Ritardi tecnici dovuti alla certificazione del voto da parte del notaio prolungano ben oltre le previsioni l'attesa dell'esito della consultazione on line, gettando nel panico osservatori nazionali e internazionali. Tocca a Luigi Di Maio, capo politico del M5s, comunicare il risultato. «Io credo», dice Di Maio in conferenza stampa alla Camera, dopo aver annunciato l'esito del voto su Rousseau, «che dobbiamo essere molto orgogliosi del fatto che tutto il mondo abbia aspettato la pronuncia di questi 80.000 cittadini italiani su una piattaforma digitale che è un unicum nel mondo. Adesso si passa all'ultimo miglio, la squadra di governo che deve lavorare per migliorare la qualità della vita della gente. Non sarà un governo di destra o di sinistra, ma un governo che deve fare le cose giuste. Siamo di fronte», aggiunge Di Maio, «a un voto plebiscitario. Con l'80% nasce un governo di coalizione di cui il M5s sarà la forza politica di maggioranza. Tutto il mondo ha aspettato questa pronuncia votata su una piattaforma digitale unica al mondo, offrendo così un metodo diverso per creare un governo, come già fatto con la Lega. In meno di un mese», sottolinea il capo politico del M5s, «è stata risolta una crisi di governo inedita attraverso un metodo diverso, non nelle segrete stanze, ma con un percorso, un programma e poi un confronto sul programma con il Pd».

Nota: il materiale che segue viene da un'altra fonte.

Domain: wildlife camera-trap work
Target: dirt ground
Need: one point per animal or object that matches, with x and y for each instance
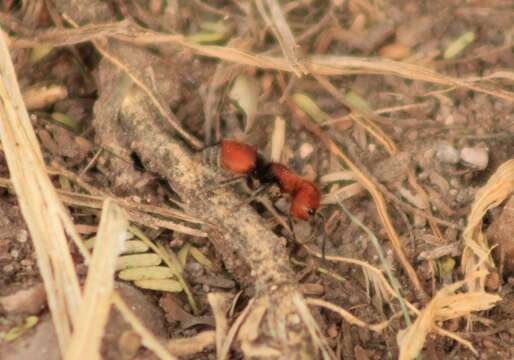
(448, 141)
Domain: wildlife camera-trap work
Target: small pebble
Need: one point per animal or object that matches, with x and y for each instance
(447, 154)
(477, 157)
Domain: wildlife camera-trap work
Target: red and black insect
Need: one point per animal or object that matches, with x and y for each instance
(244, 160)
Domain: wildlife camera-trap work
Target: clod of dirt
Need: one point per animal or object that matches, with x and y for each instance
(477, 157)
(500, 234)
(447, 154)
(173, 310)
(39, 343)
(146, 311)
(24, 302)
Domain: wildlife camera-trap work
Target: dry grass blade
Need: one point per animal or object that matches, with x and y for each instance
(146, 336)
(230, 336)
(192, 345)
(137, 213)
(278, 24)
(278, 139)
(94, 310)
(445, 305)
(329, 65)
(476, 254)
(365, 118)
(46, 218)
(173, 263)
(219, 303)
(373, 190)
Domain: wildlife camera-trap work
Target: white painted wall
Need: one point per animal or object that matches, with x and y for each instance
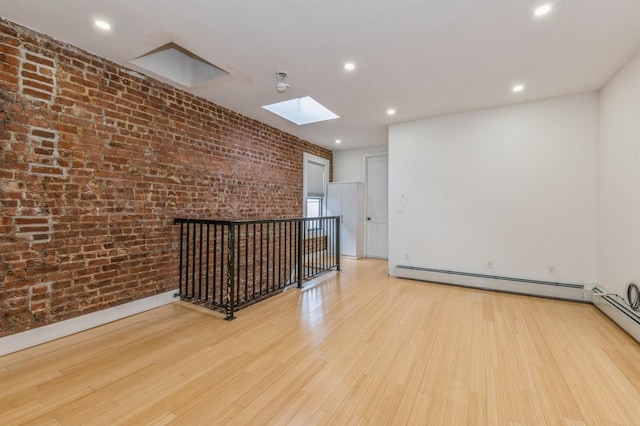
(619, 180)
(515, 185)
(348, 165)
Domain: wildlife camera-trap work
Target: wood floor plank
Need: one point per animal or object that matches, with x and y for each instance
(355, 347)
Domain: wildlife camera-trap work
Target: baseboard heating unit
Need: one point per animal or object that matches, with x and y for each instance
(618, 310)
(556, 290)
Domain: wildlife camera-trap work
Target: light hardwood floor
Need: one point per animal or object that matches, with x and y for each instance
(358, 347)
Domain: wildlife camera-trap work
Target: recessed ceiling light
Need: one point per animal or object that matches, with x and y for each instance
(102, 24)
(542, 10)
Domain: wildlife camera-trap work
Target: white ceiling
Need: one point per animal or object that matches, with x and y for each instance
(422, 57)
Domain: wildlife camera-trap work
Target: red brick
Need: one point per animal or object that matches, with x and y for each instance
(136, 153)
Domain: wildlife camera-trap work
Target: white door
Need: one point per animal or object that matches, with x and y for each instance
(377, 223)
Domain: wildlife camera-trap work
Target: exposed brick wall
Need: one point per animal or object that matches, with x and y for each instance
(95, 162)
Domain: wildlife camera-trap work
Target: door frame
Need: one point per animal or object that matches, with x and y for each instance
(366, 158)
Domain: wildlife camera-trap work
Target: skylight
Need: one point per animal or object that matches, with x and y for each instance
(300, 111)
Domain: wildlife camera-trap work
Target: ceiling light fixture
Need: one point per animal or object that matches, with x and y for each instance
(103, 25)
(281, 85)
(542, 10)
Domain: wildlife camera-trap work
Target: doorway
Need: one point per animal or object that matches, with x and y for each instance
(377, 206)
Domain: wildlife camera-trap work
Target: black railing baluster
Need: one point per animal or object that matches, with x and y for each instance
(215, 264)
(180, 261)
(226, 273)
(206, 289)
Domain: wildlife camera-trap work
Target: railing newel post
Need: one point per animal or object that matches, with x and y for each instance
(338, 243)
(230, 305)
(301, 251)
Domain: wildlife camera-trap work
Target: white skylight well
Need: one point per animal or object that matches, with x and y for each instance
(179, 65)
(304, 110)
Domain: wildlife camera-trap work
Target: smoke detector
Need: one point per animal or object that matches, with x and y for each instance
(281, 85)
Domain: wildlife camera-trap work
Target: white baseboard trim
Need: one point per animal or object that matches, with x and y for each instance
(26, 339)
(574, 292)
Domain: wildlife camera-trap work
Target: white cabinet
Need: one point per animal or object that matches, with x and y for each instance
(346, 199)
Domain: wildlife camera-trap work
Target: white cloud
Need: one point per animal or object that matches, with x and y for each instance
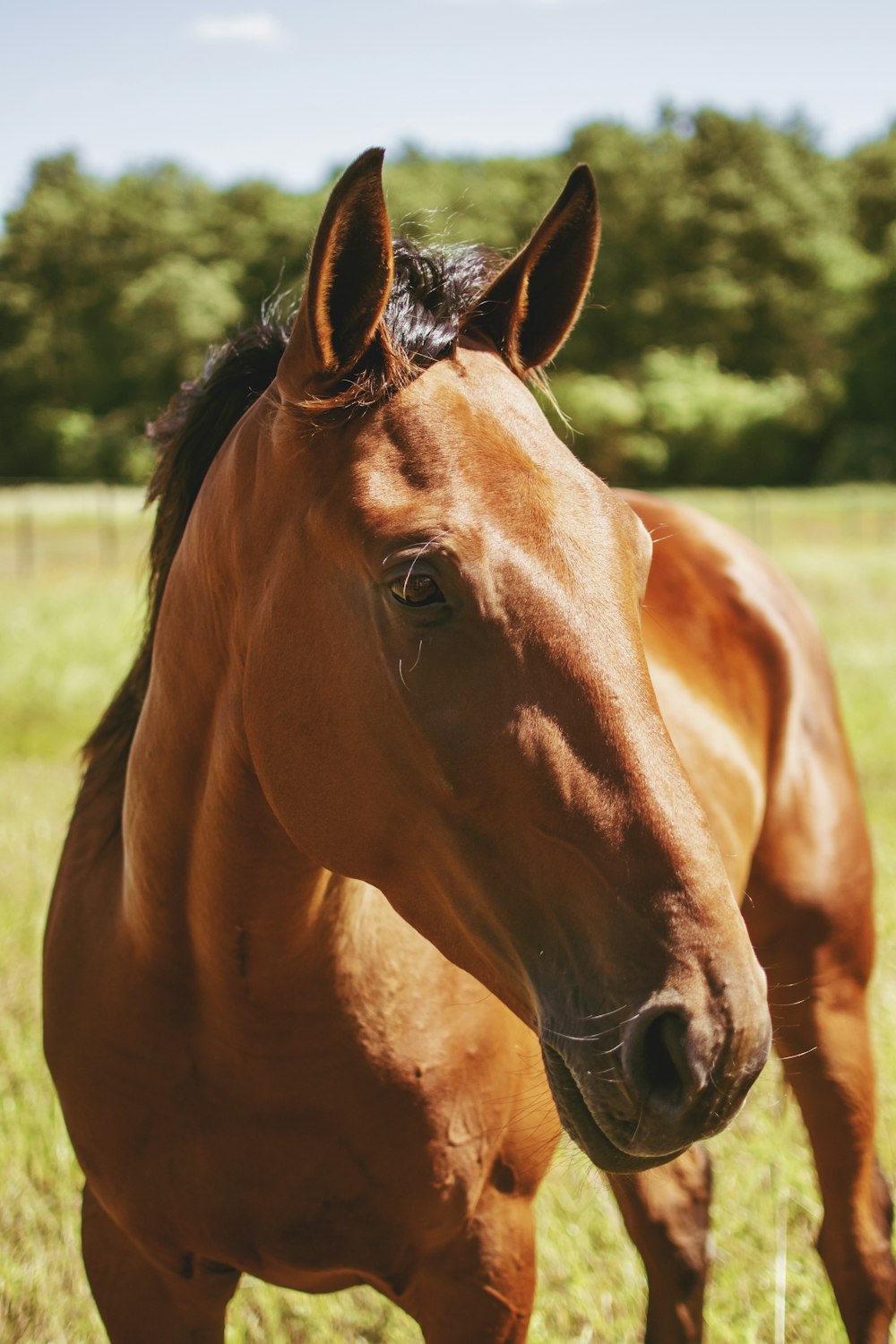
(261, 30)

Il segretario del Pd, Nicola Zingaretti, commenta subito dopo l'esito del voto degli iscritti del M5s: «Con la chiusura del lavoro programmatico si è fatto un altro passo avanti per un governo di svolta. Ridurre le tasse sul lavoro, sviluppo economico, green economy, rilancio di scuola, università e ricerca, modifica radicale dei decreti sicurezza. Ora», conclude Zingaretti, «andiamo a cambiare l'Italia».
La giornata era iniziata alle 9, con l'avvio delle votazioni on line. Dopo poco più di mezz'ora, i primi intoppi: numerosi iscritti, tra cui anche diversi parlamentari del M5s, segnalano difficoltà nell'accesso all'area voto del sistema operativo, forse a causa delle troppe visite sul sito. «Nelle prime due ore di votazione», spiegano a mezzogiorno dall'associazione Rousseau, «dalle ore 9 alle ore 11 hanno votato 29.781 iscritti certificati. Abbiamo gestito 24.000 connessioni in contemporanea con picchi di 1.200 richieste al secondo. Si tratta di un record storico per Rousseau: un traffico addirittura 10-12 volte superiore rispetto a quello del primo turno di votazioni per la scelta dei candidati alle Europee». «Ho votato ma il voto è segreto», dice ai giornalisti Luigi Di Maio, alle 13 e 30, contribuendo ad alimentare voci di spaccature e dissapori con gli altri big del M5s, voci che verranno poi smentite dall'esito finale della votazione: l'80% di sì è il segnale che i big del partito, ma anche parlamentari ed esponenti delle istituzioni locali, si sono mossi in massa a sostegno del governo giallorosso.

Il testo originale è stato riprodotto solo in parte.